Signs you made need to call a dentist?

Horses may not display any symptoms of needing to see a dentist, whereas others can display various behaviours to show they are in pain. These could include; not going forwards, fussiness when fastening noseband, fussiness accepting the bit, not accepting a contact, pain when grooming the face and being off their food.

As I mentioned already, the typical horse only needs to see a dentist once a year. A good way to remember when your horse is due is to get their teeth done the same time they have their vaccinations. Therefore if you notice any changes in your horse you will have a good idea when they last had their teeth done to help you and your vet/trainer etc work out what the cause of the change in behaviour might be.

Scottie’s Dentistry Needs

I’m not sure if I have written about this before or not, but Scottie has slightly unique dentistry needs. This is because he is missing a front tooth or two and has a few damaged teeth. He had this before I got him and it happened to him when he was in the racing industry. I would guess that he got kicked following a horse too closely, but I don’t know for sure.

Because of his missing and damaged top teeth, I have to keep an eye on his bottom teeth as if these grow too long they can irritate his top gums. Luckily he tolerates me looking in his mouth at his missing teeth, so I can keep an eye on them to see if they are getting a bit long and luckily for me, there is also an equine vet at our yard too. So if I have any doubts she can always have a quick look and see what she thinks.

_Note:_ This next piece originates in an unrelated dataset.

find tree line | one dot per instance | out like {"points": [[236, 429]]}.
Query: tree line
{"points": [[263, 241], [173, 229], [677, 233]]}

So far I have been lucky in that they haven’t grown fast enough to need doing more than once a year, which is a relief as I’m not sure he would let you do these ones without sedation, mainly because the device they use to keep a horse’s mouth open for the dentist blocks the teeth in question, so can’t be used for rasping his bottom front teeth.

But these missing teeth don’t seem to cause him any problems. He is still able to eat perfectly well and despite one being a bit wobbly and last year the vet saying she thought it was about to fall out, they are still all there and in the same condition as always. So I don’t have to worry about them yet, although I’m sure as he gets older they will start to cause more of a problem!

Do any of your horses have special dentistry needs?